Maine map... Maine list
Crash location 43.779723°N, 70.015556°W
Nearest city Harpswell, ME
43.773416°N, 69.971159°W
2.3 miles away
Tail number N403WD
Accident date 25 May 2014
Aircraft type Divis S L/WALTRIP A J Rv 4
Additional details: None

NTSB Factual Report

The pilot stated that the flight planning indicated the time en-route to be 3.0 hours, which allowed for a 45 minute fuel reserve. After takeoff the flight remained at 1,500 feet until clear of Special Flight Rules Area (SFRA) at PALEO exit Gate, then climbed on course to 7,500 feet mean sea level (msl). Course deviations en-route due to weather occurred, and when the flight was 15 nautical miles south of Portland, Maine, he descended to 5,500 feet msl and continued at that altitude towards the destination airport until, "…indications of pending engine failure at approximately 10 NM northeast of Portland." He established best glide airspeed, declared an emergency with air traffic control and confirmed the distance to Portland and his destination airports. He proceeded towards another airport (Farr Field Airport) and flew over it at "High Key" position, or over the runway, and turned east for "Base Key." While on final approach he maneuvered between trees and touched down on runway 32. After touchdown he intentionally applied left rudder and brake to avoid runway overrun into water past the departure end of the runway. After coming to rest, both occupants exited the airplane; the total flight duration was reported to be 2 hours 45 minutes. The pilot reported there was no preimpact failure or malfunction that would have precluded normal operation. During the accident sequence, the airplane sustained damage to the firewall and left side of the aft fuselage near the tailwheel assembly.
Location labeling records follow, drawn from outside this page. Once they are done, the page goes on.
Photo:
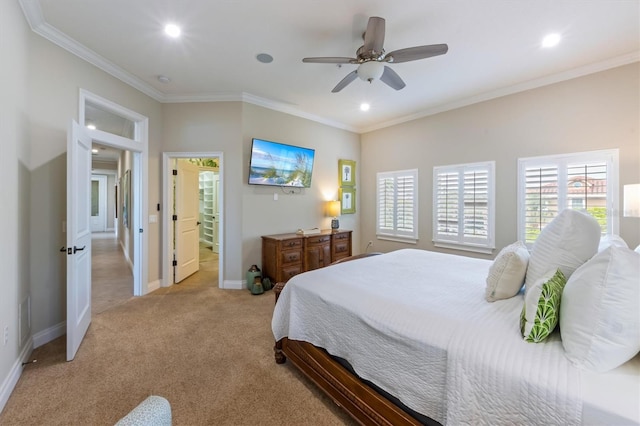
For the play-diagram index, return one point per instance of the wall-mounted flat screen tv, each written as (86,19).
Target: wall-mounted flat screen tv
(277,164)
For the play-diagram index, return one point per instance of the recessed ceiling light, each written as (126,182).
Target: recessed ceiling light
(172,30)
(265,58)
(551,40)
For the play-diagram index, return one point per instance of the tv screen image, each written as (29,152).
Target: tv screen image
(277,164)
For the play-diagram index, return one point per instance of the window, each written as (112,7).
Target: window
(586,181)
(463,206)
(397,197)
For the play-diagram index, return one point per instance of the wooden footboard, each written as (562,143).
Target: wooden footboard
(362,402)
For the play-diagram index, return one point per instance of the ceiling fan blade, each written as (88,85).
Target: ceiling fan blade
(392,79)
(331,60)
(374,35)
(415,53)
(345,81)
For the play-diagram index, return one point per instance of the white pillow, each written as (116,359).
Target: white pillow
(541,309)
(611,240)
(507,272)
(600,314)
(568,241)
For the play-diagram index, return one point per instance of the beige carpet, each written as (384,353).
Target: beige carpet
(208,351)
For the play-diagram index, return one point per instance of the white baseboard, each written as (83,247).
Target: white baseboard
(45,336)
(9,383)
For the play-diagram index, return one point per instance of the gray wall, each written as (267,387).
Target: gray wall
(53,102)
(305,209)
(15,176)
(40,83)
(211,127)
(598,111)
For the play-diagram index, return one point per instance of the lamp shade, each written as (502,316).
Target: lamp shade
(632,200)
(333,208)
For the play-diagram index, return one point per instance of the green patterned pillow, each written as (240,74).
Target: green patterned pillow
(541,309)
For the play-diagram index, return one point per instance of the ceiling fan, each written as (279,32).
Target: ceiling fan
(371,58)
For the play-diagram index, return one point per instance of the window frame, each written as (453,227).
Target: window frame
(459,241)
(395,234)
(561,161)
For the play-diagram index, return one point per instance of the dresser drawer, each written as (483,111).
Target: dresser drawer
(342,236)
(291,244)
(289,271)
(342,249)
(291,257)
(318,239)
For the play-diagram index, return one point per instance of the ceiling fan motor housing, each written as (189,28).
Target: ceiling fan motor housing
(370,70)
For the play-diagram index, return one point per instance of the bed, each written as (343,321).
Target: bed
(407,337)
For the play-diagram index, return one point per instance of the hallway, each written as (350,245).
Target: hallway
(112,279)
(111,276)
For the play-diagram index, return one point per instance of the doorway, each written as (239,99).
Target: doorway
(124,131)
(209,243)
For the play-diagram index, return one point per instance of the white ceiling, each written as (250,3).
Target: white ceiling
(494,49)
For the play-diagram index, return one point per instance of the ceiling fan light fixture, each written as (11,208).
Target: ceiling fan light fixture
(370,70)
(265,58)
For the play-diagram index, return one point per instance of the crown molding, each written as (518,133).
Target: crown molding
(516,88)
(35,18)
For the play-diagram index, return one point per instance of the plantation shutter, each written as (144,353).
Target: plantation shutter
(541,199)
(397,199)
(582,181)
(463,206)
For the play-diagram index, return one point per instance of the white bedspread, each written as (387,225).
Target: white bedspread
(416,323)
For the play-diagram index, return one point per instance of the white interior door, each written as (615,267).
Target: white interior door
(78,237)
(187,233)
(98,203)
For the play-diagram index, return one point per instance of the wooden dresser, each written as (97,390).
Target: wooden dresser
(285,255)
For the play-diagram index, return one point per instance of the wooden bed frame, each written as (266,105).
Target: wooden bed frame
(361,401)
Postaccident inspection of the airplane by a Federal Aviation Administration airworthiness inspector revealed the fuel tanks were empty and were not breached. A copy of the FAA Inspector Statement and photographs depicting the damage are contained in the NTSB public docket.

The pilot further stated that factors that resulted in increased fuel consumption for which he did not take into account included a recent propeller change which increased engine rpm, fuel consumption planning for the accident flight based on a previous flight flown at a higher altitude and less weight, and finally course deviations.

NTSB Probable Cause

The pilot's inadequate preflight and in-flight planning which resulted in total loss of engine power due to fuel exhaustion.